The only person who refused to credit the coincidence was Serena herself. Venus’s withdrawal had been about 2001, she said when asked about it; this was about now. And you could dismiss this as one more part of the preplanned aspect of this return, a kind of disaster control. But she was right. She has Miami coming up, and before long the French Open. She is turning 34 this year. She tried getting an injection to help the swelling — the first time she’s tried that, she said — but it didn’t help. She has to be careful. Indian Wells is only one tennis tournament at the start of a long season. That’s all.
In the final on Sunday, Simona Halep won a tight, three-set, error-filled match against Jankovic to win the title.
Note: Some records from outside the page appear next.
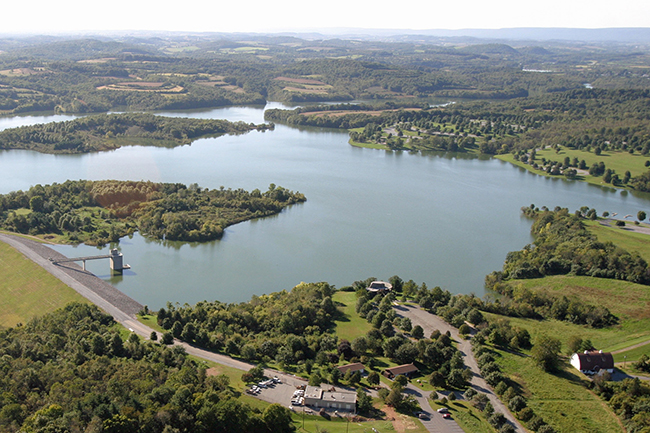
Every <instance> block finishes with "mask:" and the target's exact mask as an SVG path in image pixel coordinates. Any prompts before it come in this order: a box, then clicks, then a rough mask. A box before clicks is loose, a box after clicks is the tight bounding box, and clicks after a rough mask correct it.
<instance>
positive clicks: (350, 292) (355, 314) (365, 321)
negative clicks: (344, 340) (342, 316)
mask: <svg viewBox="0 0 650 433" xmlns="http://www.w3.org/2000/svg"><path fill="white" fill-rule="evenodd" d="M332 300H333V301H334V303H335V304H336V305H337V306H338V307H339V308H340V309H341V311H343V318H340V319H338V320H336V328H335V330H334V331H335V332H336V335H338V336H339V338H343V339H346V340H348V341H350V342H351V341H352V340H354V339H355V338H357V337H359V336H362V335H366V334H367V333H368V331H370V329H371V328H372V325H371V324H370V323H368V322H366V320H365V319H363V318H361V317H359V315H358V314H357V313H356V311H354V310H355V307H356V304H357V297H356V294H355V293H354V292H341V291H338V292H336V293H334V296H332Z"/></svg>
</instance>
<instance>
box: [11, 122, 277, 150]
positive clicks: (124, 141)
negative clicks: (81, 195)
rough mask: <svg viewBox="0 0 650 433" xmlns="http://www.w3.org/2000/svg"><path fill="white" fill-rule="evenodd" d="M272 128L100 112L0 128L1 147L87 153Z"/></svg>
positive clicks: (175, 143) (261, 129)
mask: <svg viewBox="0 0 650 433" xmlns="http://www.w3.org/2000/svg"><path fill="white" fill-rule="evenodd" d="M267 129H273V125H272V124H261V125H255V124H252V123H245V122H230V121H227V120H221V119H189V118H178V117H163V116H155V115H153V114H148V113H122V114H100V115H94V116H87V117H82V118H79V119H74V120H68V121H65V122H52V123H46V124H39V125H30V126H21V127H19V128H10V129H5V130H4V131H0V149H27V150H35V151H37V152H41V153H54V154H58V153H68V154H72V153H89V152H97V151H105V150H113V149H117V148H119V147H122V146H161V147H175V146H182V145H185V144H190V143H192V142H193V141H195V140H197V139H199V138H202V137H214V136H218V135H223V134H243V133H246V132H249V131H252V130H258V131H265V130H267Z"/></svg>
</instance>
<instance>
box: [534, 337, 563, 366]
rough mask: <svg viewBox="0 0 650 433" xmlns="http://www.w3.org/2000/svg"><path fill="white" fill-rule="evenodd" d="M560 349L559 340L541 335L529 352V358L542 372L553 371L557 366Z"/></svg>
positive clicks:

Halep’s tenacious comeback and Jankovic’s canny, relentless tactics were impressive, but that’s pretty much the only nice thing I can say about that match. It was impossible not to feel that Serena would have crushed either one of them. Did it matter that she didn’t? Not at all. When asked if she’d be back, she paused, smiled, and called it a “must.” She is taking care of her body, care of herself. I think she has already done the hard thing. Indian Wells was restored to what it really is: an artificial garden in the desert, a tennis tournament. It never should have had a hold on her.
Serena is on the cover of Vogue this week. The story inside looks at how she has “mellowed,” and uses her friendship with a hyperphotogenic blonde Dane, Caroline Wozniacki, as the main evidence. Things change, and they don’t. But the cover is Serena alone, and it tells a different story. It is arresting. It is Serena. She is the source of her own power, like the sun.